Problemy organizacyjne można wybaczyć - chociaż trudno mi się pogodzić z tym, że tutaj chore i zdrowe dzieci muszą razem wyczekiwać na wizytę. W naszej polskiej rejonowej przychodni nawet wejście było z innej strony budynku! W końcu nauczyłam się prosić o kontrolne wizyty bezpośrednio po przerwie obiadowej, w ten sposób mieliśmy szansę być sami w poczekalni.
Ale to mniej ważne, niż błędne diagnozy, i to nie raz, oraz zapisywanie leków, które nie pomagały. W końcu wychodziłam z gabinetu z dwoma zestawami recept: "na teraz" i "gdyby nie pomogło". I znam więcej osób, które miały takie problemy.
Z przychodni przy rue Goebbel też nie byłam całkiem zadowolona, ale to właśnie z powodów organizacyjnych. Sam lekarz, Guy Molitor, w porządku. (Mówi po angielsku).

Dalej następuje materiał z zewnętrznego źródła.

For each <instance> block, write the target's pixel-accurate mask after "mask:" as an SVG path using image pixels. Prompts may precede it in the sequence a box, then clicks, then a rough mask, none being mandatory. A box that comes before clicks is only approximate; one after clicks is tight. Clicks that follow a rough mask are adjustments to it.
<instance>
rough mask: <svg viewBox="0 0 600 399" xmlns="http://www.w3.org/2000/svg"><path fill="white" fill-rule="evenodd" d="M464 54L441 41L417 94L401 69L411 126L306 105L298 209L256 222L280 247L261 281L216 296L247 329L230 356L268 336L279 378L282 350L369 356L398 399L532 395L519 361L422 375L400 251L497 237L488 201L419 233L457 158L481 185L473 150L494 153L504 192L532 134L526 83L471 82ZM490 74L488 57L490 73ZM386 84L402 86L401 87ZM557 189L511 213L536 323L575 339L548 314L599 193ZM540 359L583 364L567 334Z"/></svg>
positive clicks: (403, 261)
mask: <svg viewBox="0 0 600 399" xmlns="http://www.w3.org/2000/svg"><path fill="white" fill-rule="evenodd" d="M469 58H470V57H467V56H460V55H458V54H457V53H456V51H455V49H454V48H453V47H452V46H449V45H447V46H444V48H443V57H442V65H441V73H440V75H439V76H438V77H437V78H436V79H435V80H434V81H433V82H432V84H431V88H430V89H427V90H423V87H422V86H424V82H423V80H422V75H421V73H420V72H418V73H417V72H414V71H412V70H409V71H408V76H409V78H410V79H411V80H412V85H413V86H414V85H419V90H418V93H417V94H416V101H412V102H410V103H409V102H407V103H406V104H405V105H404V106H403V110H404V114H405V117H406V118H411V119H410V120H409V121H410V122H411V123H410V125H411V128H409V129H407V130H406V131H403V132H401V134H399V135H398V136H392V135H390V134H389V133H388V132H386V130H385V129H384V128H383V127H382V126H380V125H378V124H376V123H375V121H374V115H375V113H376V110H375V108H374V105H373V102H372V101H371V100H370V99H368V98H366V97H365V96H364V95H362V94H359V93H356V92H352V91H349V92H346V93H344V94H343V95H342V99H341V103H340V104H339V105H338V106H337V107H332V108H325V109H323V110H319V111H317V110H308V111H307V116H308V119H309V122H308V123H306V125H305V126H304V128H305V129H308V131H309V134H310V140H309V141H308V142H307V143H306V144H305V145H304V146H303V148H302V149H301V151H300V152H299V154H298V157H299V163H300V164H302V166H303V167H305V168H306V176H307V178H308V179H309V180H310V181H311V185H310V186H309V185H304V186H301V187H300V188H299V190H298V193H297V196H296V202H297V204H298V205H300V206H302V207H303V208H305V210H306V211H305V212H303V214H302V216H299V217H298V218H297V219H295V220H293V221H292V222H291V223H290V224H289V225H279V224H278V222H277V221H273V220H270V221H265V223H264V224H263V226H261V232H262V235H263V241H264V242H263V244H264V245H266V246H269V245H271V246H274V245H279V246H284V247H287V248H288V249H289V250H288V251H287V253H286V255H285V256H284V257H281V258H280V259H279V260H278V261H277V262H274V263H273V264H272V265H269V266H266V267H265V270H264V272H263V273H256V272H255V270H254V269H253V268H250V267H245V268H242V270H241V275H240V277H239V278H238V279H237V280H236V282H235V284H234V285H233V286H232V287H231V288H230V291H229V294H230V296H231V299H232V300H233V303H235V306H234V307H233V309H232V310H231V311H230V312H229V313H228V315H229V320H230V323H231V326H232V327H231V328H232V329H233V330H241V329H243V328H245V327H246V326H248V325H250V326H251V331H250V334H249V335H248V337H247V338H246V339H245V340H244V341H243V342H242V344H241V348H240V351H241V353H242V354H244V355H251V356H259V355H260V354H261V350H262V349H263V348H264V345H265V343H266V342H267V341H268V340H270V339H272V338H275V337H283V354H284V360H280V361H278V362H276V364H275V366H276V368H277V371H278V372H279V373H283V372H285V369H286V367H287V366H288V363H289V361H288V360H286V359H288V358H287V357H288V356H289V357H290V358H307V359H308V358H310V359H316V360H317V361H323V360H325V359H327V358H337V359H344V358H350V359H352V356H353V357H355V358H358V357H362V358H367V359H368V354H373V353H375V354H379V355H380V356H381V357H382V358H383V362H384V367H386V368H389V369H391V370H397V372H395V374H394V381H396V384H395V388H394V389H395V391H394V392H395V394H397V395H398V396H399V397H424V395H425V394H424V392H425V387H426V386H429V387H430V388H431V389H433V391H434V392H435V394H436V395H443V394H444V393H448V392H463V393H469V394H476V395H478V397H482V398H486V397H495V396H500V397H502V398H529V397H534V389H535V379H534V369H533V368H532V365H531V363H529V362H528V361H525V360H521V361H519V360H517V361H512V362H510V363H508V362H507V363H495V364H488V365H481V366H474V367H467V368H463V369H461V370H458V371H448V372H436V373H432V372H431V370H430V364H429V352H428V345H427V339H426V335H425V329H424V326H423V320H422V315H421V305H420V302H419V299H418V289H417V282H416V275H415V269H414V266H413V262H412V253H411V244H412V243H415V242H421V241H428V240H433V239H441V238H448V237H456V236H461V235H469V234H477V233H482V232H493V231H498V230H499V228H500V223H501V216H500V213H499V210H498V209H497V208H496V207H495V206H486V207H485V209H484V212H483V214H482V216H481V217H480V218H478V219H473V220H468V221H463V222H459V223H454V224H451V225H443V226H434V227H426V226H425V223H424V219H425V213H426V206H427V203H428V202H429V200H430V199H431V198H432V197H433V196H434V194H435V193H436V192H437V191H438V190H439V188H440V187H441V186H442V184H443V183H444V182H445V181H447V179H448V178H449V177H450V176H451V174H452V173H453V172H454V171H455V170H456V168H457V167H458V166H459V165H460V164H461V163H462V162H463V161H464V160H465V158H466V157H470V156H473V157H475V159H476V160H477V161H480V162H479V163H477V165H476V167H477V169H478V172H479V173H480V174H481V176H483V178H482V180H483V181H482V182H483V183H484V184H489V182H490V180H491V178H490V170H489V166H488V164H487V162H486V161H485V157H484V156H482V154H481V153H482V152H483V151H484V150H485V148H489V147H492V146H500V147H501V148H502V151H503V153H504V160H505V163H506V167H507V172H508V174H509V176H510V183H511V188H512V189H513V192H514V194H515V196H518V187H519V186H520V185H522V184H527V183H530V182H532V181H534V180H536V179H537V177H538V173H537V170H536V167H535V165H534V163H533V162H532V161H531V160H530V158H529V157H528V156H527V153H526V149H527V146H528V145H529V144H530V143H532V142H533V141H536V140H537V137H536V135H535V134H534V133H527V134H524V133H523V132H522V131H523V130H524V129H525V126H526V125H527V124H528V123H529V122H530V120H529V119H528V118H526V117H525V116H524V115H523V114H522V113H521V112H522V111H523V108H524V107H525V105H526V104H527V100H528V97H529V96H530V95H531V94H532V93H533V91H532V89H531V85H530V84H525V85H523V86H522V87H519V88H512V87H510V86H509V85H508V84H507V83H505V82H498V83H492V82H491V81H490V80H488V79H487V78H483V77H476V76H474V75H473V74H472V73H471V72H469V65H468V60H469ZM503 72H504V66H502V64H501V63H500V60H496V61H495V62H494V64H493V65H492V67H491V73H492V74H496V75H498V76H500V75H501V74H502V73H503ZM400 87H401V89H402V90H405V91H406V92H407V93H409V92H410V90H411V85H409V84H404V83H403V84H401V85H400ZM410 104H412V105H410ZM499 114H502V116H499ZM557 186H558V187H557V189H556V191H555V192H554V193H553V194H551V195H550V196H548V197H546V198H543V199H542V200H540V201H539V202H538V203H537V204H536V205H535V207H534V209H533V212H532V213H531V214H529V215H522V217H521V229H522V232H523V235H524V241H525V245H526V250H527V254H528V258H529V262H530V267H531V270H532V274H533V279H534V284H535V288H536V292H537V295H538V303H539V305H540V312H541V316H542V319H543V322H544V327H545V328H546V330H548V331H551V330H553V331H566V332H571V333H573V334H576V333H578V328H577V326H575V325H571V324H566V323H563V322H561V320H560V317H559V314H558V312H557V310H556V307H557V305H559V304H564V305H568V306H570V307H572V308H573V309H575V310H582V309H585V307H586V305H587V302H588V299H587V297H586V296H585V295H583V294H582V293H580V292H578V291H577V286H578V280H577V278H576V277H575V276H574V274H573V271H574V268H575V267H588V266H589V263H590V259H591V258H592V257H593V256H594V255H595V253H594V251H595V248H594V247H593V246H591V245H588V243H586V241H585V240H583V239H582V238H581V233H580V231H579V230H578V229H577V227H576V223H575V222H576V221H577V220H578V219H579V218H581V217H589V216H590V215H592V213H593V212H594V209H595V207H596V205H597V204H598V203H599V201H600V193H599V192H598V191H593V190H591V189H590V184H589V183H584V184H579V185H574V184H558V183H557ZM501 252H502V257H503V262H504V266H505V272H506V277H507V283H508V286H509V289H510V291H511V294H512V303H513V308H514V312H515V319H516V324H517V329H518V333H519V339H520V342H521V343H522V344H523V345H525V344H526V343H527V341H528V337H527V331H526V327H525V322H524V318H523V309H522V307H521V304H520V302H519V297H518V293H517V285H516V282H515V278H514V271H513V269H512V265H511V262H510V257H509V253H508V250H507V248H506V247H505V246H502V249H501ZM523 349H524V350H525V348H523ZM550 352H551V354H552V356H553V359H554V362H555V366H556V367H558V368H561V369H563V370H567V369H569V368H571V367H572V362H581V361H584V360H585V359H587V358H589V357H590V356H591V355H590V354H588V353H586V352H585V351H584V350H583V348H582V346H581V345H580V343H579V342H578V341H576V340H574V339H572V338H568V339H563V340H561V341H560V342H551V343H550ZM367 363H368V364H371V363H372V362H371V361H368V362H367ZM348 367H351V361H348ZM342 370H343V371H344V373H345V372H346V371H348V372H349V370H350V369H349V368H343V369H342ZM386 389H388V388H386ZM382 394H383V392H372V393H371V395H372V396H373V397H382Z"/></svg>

Niestety, trochę daleko od domu, ale może do niego wrócimy, jeżeli nie znajdę kogoś fajnego.
minka pisze:Dr Welter jest przede wszystkim przemeczony. Przyjmuje od rana do wieczora. Siedzi sie w poczekalni w nieskonczonsc, dzieci chore ze zdrowymi w malej poczekalni. Ja zmienilam pediatre, chociaz na poczatku bylam z niego zadowolona. Nie bede tu mowic, co bylo ostatecznym powodem, ale tak jak mowi Oksy, zdarzylo mu sie zle zdiagnozowac chorobe i po 2 dniach znowu siedzialam u niego w poczekalni. Oczywiscie liczyl za kazda wizyte. Za kazdym razem corka dostawala ten sam zestaw lekarstw.